Leo Spitzer an Hugo Schuchardt (73-10835)
von Leo Spitzer
an Hugo Schuchardt
17. 04. 1917
Deutsch
Schlagwörter: Anthropos Lautgesetze Latein
Französisch Bréal, Michel Meyer-Lübke, Wilhelm
Zitiervorschlag: Leo Spitzer an Hugo Schuchardt (73-10835). Wien, 17. 04. 1917. Hrsg. von Bernhard Hurch (2014). In: Bernhard Hurch (Hrsg.): Hugo Schuchardt Archiv. Online unter https://gams.uni-graz.at/o:hsa.letter.1660, abgerufen am 09. 06. 2023. Handle: hdl.handle.net/11471/518.10.1.1660.
Printedition: Hurch, Bernhard (2006): Leo Spitzers Briefe an Hugo Schuchardt.
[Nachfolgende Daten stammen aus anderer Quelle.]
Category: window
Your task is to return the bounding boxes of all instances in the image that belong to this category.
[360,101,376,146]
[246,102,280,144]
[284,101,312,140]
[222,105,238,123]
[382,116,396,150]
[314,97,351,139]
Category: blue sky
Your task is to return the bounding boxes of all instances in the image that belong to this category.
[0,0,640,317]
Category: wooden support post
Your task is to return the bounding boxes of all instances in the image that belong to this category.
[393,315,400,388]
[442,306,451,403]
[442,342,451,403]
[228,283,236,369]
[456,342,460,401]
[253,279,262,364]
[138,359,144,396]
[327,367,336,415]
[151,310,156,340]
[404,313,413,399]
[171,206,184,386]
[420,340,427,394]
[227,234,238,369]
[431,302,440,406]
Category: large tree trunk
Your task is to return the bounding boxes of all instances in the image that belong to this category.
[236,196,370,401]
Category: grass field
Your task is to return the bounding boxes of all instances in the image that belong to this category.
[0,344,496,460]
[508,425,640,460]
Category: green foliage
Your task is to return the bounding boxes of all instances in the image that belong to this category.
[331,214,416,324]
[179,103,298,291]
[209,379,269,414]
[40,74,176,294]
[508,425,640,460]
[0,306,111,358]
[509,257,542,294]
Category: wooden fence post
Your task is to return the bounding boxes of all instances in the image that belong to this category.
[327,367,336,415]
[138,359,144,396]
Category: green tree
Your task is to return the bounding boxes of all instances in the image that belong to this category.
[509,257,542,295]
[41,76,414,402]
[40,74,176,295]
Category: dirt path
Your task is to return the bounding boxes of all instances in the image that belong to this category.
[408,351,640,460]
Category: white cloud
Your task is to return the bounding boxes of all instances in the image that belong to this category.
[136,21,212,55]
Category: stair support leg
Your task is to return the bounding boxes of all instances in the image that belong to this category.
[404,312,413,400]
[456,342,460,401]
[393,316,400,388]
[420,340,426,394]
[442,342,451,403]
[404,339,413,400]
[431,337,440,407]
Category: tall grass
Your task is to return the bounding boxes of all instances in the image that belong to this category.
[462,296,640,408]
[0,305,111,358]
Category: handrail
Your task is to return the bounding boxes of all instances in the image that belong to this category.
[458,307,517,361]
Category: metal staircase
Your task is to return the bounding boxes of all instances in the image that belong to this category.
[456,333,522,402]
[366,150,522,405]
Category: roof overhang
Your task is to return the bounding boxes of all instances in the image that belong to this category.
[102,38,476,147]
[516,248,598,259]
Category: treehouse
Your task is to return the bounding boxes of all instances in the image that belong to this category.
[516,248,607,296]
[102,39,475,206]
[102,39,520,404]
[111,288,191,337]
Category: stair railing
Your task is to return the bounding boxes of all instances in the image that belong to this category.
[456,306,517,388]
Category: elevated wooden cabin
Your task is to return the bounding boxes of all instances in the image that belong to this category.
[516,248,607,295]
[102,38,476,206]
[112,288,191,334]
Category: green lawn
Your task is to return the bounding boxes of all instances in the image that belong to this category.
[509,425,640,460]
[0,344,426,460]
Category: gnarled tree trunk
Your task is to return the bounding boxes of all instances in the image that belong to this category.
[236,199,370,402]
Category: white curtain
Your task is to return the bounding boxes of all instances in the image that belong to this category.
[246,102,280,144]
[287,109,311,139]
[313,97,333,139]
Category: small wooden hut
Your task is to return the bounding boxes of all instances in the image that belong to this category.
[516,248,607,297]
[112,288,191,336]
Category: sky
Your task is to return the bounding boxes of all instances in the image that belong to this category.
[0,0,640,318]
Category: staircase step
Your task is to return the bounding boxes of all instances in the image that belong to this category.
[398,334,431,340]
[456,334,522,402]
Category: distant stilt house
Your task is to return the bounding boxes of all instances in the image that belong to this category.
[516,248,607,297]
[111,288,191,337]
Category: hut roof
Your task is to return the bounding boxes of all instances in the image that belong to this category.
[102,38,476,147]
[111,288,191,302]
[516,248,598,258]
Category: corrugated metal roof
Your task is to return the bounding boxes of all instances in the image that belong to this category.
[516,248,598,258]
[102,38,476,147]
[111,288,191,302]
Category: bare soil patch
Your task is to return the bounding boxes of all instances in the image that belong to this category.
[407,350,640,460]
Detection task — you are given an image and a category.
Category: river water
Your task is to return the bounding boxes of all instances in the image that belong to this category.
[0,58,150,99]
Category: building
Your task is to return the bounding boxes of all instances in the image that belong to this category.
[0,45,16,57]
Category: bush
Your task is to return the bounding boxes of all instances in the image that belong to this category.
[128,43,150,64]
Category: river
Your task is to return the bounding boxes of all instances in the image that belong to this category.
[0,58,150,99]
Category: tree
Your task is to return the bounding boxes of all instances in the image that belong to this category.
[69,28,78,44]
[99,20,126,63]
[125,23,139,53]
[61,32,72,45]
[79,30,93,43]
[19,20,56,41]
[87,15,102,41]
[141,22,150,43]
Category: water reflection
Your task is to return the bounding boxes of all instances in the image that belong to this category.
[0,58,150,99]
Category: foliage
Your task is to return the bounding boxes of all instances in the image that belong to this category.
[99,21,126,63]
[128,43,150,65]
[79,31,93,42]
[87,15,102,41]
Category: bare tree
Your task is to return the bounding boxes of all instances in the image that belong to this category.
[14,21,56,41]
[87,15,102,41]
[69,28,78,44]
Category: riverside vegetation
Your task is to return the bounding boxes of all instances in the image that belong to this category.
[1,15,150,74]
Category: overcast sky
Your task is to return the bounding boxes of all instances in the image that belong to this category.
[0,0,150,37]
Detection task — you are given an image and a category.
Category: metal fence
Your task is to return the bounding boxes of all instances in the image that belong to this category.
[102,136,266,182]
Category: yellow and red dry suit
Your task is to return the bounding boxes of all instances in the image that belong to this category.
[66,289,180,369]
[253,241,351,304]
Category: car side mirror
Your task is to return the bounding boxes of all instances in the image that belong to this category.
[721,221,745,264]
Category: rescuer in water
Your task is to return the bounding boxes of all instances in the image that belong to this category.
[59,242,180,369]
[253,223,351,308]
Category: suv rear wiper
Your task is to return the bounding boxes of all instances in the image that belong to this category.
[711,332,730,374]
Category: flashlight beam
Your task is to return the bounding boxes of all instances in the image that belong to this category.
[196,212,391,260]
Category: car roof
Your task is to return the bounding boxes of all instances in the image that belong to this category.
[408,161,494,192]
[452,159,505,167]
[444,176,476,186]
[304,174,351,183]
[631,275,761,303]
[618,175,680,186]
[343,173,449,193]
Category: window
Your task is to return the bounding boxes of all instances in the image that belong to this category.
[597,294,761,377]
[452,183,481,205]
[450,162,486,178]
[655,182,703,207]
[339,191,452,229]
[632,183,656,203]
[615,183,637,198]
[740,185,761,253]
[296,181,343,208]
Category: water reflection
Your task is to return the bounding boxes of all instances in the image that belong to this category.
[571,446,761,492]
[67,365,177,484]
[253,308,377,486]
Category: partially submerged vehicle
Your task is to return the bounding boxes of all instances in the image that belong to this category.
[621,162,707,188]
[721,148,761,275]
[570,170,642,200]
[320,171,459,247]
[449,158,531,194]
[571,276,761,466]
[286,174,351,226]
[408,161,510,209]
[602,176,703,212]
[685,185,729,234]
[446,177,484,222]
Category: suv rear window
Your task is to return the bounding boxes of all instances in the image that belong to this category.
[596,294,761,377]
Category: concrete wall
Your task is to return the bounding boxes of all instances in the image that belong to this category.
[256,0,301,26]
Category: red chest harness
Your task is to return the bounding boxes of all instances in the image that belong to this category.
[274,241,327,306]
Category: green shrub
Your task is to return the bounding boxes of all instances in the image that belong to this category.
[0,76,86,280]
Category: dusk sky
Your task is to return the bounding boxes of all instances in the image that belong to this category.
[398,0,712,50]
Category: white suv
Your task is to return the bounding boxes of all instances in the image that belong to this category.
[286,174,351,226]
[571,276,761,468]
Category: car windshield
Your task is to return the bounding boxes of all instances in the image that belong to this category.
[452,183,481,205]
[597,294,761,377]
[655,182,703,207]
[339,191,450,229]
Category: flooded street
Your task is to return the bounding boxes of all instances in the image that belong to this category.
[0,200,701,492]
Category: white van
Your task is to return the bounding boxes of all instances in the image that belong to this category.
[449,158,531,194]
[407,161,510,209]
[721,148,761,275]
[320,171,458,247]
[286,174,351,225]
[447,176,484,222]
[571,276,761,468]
Berlin: Walter de Gruyter.
Wien, 17. IV.
Verehrter Herr Hofrat,
"das seelische Verhalten des Redenden ändert sich" – heißt das nicht dasselbe wie Spr.424: "der "triebhafte" Charakter des Verbs 'wünschen' bestand auch im Lateinischen, aber erst das Französische hat das Bedürfnis gefühlt...": "das Französische" = der Französisch-Redende. Der zitierte Anthropos-Artikel ist mir nicht gegenwärtig im Augenblick.
Die Polemik gegen die Lautgesetzler ist mir stets aus der Seele gesprochen: denn das sind doch dieselben Menschen, die auf anderen Gebieten die Tabulatur-Enthusiasten, die Moralfexe, die Militaristen darstellen: sich stützend auf den Buchstaben eines heiligen Gesetzes, dessen Sinn ihrem beschränkten Kopf nicht faßlich ist.
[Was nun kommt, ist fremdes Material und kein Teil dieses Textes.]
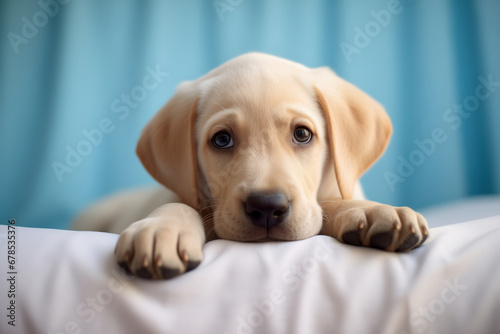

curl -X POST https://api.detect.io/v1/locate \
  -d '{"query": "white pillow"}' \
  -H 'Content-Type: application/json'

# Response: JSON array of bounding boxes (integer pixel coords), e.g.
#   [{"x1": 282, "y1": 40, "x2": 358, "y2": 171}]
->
[{"x1": 0, "y1": 216, "x2": 500, "y2": 334}]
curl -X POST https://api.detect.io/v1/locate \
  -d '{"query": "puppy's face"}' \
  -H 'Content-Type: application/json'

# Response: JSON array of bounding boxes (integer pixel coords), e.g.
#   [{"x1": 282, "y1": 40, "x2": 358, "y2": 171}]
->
[
  {"x1": 137, "y1": 53, "x2": 392, "y2": 241},
  {"x1": 195, "y1": 71, "x2": 327, "y2": 241}
]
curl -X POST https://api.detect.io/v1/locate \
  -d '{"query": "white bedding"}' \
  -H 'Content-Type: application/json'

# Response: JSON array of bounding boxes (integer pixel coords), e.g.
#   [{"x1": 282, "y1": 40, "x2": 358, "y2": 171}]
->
[{"x1": 0, "y1": 216, "x2": 500, "y2": 334}]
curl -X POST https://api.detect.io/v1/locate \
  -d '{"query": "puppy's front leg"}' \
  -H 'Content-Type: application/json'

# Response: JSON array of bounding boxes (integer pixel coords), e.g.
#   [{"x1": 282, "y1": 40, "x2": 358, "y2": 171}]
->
[
  {"x1": 115, "y1": 203, "x2": 205, "y2": 279},
  {"x1": 322, "y1": 199, "x2": 429, "y2": 252}
]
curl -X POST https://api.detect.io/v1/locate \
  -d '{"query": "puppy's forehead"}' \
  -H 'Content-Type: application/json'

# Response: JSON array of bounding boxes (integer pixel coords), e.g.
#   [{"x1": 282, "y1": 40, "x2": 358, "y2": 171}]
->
[{"x1": 198, "y1": 64, "x2": 317, "y2": 121}]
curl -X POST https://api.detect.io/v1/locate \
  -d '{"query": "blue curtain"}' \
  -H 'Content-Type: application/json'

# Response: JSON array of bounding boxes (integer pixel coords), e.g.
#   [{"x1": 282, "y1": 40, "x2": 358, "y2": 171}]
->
[{"x1": 0, "y1": 0, "x2": 500, "y2": 228}]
Ganz richtig, was ich am Etymologisieren als "Schlafen Homers" auffasse (wobei Homer = Wissenschaft), ist dessen Zufalls- und Einfallscharakter. Immerhin sollte man Zufall der Materialbeschaffung und Zufälligkeit des Einfalls scheiden: ersterer liegt|2|im Wesen der etymolog. Forschung, letztere dagegen, wenn auch manchmal Folge der ersten Erscheinung, muß nicht vorhanden sein. Ich finde z.B., daß Bréal jeden Einfall zu Papier brachte wie einen Aphorismus, sich an der ästhetischen Schönheit der geistreichen Zusammenstellung erfreuend. – Diese Art der Etymologie steht noch im Zeitalter Potts etc., sie muß ersetzt werden durch eine möglichst lückenlose Forschung: Ihr malifatius ist mir hier immer als vorbildlich erschienen!
Merkwürdig: auch M.-L. legt nach Mahlzeiten Patiencen. Ich bin leider nicht so idyllisch veranlagt! Doch Schluß, denn die Papier- und Geistesfetzen fliegen nur so!